We get lost in the charming lit streets searching for some beers, in Al-agua’s bar terrace a Moroccan waitress with a strong local accent wonders if we speak Spanish, for a moment it looks like we have jumped back centuries as we laugh. For only 30 EUR, 3 people have 5 dishes packed with Spanish specialties, cold beer, cakes and coffee.


At first sight, with only a GPX track in our pocket, one that looks more like a digital patchwork sewed by the expertise of our guide Jorge Talus than a real MTB tour, Monte Prieto’s hillside that we intend to ride looks crazy. We came blind. The excitement of the adventure keeping us from sleep. Will it be possible to descend over that face? Will it be rideable? As the sun goes down to an ancient chant sounding over the hills, like a call to prepare our mounts, we ready our weapons.


The sign at Puerto de Las Palomas (Pigeon pass) shows 1375m, our GPS (more reliable) 1189. We travelled here from Zahara, mase easier with an uplift. Our goal is to travel back to El Gastor dam across one of Monte Prieto’s faces. We studied three variants but chose to ride the highest trail on the west face that looks very flowing up and down.
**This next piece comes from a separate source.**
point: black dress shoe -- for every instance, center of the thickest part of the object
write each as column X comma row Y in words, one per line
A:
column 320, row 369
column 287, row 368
The trail is ribbon of red dirt over limestone, narrow and with rocks lining the edge like a warning of a dangerous fall, one mistake would take us to a landing where thorns would become our best friends. Even so it’s fast and technical, making us enjoy the possibility of riding across an unequaled landscape. With the Exception of some small passes without traction, and some steps we can pedal most of the trail, only the views make us stop.


As we flow over Zahara-El Gastor dam, it’s like a turquoise blanket over the brown dirt. Created in 1995 to irrigate the Villamartin countryside, it flooded part of the Royal cattle route Seville-Ronda and the Ventas Nuevas salt mines, only the medieval bridge that was dismounted and moved was saved from the waters.


The flow ends on steep switchbacks where we have to stay focused, farther on there are sections where we’ll be able to release our brakes and feel the adrenaline flow. In some parts it’s so open that unconsciously we get closer than we should to the edge.


We reach a small pass from where we can see both the faces of Monte Prieto. Here’s a technical section where we need to dismount due to a big fall, we would have been forced to dismount anyway later, due to a tight switchback that links to other section that leads to Los Espartales rocks.


Looking north we can see the peaks of Tajo las Grajas (left) and Tajo Algarin (right) between which passes the border that divides Cadiz and Malaga. In the background we see the table of old Ronda that holds the roman ruins of Acinipo and to the south east Libar range, that hides Ronda.


Here the easterly wind blows hard and we need to exercise caution as we wind through exposed areas. We enter a gorgeous trail that ends in an olive tree field. As we reach Los Espartales rocks we dismount again and see vultures flying over our heads, it’s a reminder that, in places like this, mistakes are expensive. In Grazalema lives one of the most important vulture colonies in Europe. They fly so low that we get a hint of their size and huge wingspan.


As we keep riding the trail starts to vanish, just a few people pass through here. We keep going and we feel like entering into a book of tales. One pro of riding a non crowded trail is finding no one as we go, howeveer, we do encounter many challenging thorn bushes that claim scratches on our arms and legs. It’s highly recommended to have good tires and carry spare tubes, patches, etc. The trail is precipitous and besides cutting rocks there are sections with many types of thorn bushes.


As we reach the end of the trail we come to the turquoise again, a healing splash will mend our scratches, and floating in the waters of El Gastor dam we look up those walls that looked impossible when we arrived. Now they stand as trophies.